Somewhere out there are dozens of Kira’s puppies. I hope that they all found happy homes and families who love them. I am sad that each of those puppies brought in the money that funded the continued abuse of their mothers. I am heartbroken that by being such a beautiful, devoted mother, Kira was ensuring that she would never leave her life of suffering. She literally gave her life for her puppies. Every litter she diligently cared for made it possible for the puppy mill to continue operating and guaranteed her continued confinement, neglect and abuse. I am deeply, profoundly grateful that someone cared enough to step in and do something about the puppy mill in their neighborhood. Because of that person and many others, this Christmas Kira is home.
….And Princess Kira went through many dark and terrible days and she was very, very afraid. And then one day she was whisked away by strangers. She was put in new cages and in moving cars and given shots and baths and she was very, very, VERY afraid.
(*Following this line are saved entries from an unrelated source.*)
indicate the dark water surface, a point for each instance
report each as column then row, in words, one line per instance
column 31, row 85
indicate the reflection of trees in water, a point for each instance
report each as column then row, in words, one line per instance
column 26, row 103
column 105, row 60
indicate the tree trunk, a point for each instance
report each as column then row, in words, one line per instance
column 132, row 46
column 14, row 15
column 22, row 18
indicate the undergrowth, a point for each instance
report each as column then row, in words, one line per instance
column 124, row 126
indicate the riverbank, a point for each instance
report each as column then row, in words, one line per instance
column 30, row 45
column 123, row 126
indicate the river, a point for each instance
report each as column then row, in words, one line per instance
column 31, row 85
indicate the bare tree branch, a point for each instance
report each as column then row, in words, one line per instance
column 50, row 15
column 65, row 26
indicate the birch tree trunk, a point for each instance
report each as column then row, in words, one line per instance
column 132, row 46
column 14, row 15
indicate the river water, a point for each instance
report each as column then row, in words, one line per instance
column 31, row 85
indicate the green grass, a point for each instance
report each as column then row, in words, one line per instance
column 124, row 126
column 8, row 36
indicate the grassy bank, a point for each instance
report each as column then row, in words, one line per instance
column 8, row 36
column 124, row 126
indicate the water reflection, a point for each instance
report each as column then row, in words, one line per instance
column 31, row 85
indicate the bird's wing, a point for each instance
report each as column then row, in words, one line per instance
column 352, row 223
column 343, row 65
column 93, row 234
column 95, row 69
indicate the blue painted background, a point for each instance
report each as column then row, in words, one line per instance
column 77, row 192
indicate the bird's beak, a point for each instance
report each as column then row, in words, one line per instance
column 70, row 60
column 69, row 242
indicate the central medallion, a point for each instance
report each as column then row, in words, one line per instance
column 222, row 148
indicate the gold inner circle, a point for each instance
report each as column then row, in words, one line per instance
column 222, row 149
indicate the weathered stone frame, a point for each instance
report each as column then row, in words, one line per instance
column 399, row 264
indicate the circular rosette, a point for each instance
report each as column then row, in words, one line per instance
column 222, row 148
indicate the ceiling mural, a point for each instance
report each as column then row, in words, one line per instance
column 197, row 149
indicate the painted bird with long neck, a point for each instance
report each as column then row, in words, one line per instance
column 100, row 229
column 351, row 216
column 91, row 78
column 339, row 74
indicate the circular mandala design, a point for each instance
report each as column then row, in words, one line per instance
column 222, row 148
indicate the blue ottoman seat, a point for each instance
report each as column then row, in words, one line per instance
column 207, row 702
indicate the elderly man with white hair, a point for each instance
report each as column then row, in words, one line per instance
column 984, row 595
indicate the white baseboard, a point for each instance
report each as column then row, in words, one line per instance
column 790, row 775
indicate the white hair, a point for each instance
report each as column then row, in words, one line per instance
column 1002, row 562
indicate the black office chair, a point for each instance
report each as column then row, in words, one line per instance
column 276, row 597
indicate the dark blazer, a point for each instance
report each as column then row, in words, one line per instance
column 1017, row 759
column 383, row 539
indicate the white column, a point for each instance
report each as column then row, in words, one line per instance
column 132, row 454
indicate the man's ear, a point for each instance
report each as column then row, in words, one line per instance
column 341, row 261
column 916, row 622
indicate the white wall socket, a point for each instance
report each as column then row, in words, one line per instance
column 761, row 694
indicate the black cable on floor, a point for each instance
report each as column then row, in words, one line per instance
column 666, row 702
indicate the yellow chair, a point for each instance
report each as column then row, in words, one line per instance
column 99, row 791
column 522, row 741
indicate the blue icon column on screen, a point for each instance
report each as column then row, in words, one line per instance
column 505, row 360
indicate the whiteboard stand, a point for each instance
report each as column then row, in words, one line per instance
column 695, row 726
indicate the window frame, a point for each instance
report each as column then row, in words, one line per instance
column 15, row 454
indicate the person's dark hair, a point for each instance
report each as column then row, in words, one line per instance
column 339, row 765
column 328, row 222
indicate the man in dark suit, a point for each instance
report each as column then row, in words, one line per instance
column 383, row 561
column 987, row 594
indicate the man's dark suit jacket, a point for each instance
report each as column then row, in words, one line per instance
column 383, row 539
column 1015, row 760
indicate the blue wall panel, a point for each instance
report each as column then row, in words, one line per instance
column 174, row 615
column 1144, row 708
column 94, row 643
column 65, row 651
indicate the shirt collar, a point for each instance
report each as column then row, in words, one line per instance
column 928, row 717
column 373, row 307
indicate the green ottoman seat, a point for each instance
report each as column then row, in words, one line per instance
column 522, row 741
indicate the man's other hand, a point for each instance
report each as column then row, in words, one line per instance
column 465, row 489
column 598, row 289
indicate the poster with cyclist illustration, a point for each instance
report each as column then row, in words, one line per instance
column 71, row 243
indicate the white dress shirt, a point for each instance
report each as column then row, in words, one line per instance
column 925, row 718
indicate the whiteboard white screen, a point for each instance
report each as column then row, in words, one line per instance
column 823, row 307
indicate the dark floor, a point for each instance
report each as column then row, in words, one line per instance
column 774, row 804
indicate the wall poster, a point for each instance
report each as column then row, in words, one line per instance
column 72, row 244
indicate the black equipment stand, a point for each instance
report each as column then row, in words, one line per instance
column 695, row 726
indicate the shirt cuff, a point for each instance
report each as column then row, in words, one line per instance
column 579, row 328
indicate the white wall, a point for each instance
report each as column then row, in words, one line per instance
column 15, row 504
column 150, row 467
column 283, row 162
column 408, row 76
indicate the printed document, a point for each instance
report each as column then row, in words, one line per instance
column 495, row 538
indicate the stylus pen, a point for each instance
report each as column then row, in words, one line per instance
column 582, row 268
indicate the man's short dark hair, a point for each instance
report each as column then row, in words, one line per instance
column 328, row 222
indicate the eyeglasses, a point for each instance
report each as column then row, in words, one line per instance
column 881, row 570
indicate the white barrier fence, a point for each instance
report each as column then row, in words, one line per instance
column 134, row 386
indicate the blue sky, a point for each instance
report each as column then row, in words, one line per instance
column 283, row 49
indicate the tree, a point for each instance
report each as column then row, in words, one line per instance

She met many new people and lived, for the first time in a house, with a dog and people she didn’t know and she was afraid… but she noticed that she wasn’t itchy or hungry, and that these people were gentle and kind to her.
The day finally came when the people told Princess Kira that she had something called ‘a home.’ She huddled on the floor of yet another moving car with strangers and an odd black dog, who kept peeking over the seat at her. She was so afraid in her new home that she tried not to move at all for a while so that no one would see her. She spent her days laying very still inside her crate and coming out only at night, in the dark, to drink.
But Princess Kira listened to her new mom talk to her, and read her stories every night, and tell her that she didn’t have to be afraid. Kira’s new mom told her that she was a collie and that meant that she was both very beautiful and, in her heart, very courageous. Her new mom promised her every night that no one would ever hurt her again, that she would never be hungry, or cold, or sick, or lonely, and that this would be her ‘home’ for the rest of her life. Princess Kira laid for many weeks in her very own soft, safe bed and tried to understand what it meant to have a home and have someone to take care of you and protect you.
Sometimes the odd black dog stood in front of her crate and looked in at her. Sometimes he tried to lay down with her under the steps. But the odd black dog spent most of his time with their mom and Kira wondered what that was like. One day a funny looking little dog came to live at the house and Princess Kira was very pleased and excited. The little dog also followed mom everywhere. So one day, after a very long time of reminding herself that she was a courageous collie, Princess Kira was very brave and climbed up on the couch with her new family. Her mom smiled, and cried a little bit, and the odd black dog and the funny little dog laid next to her. And THAT day was the beginning of a brand NEW story for Princess Kira…. and in the new story they all lived happily ever after.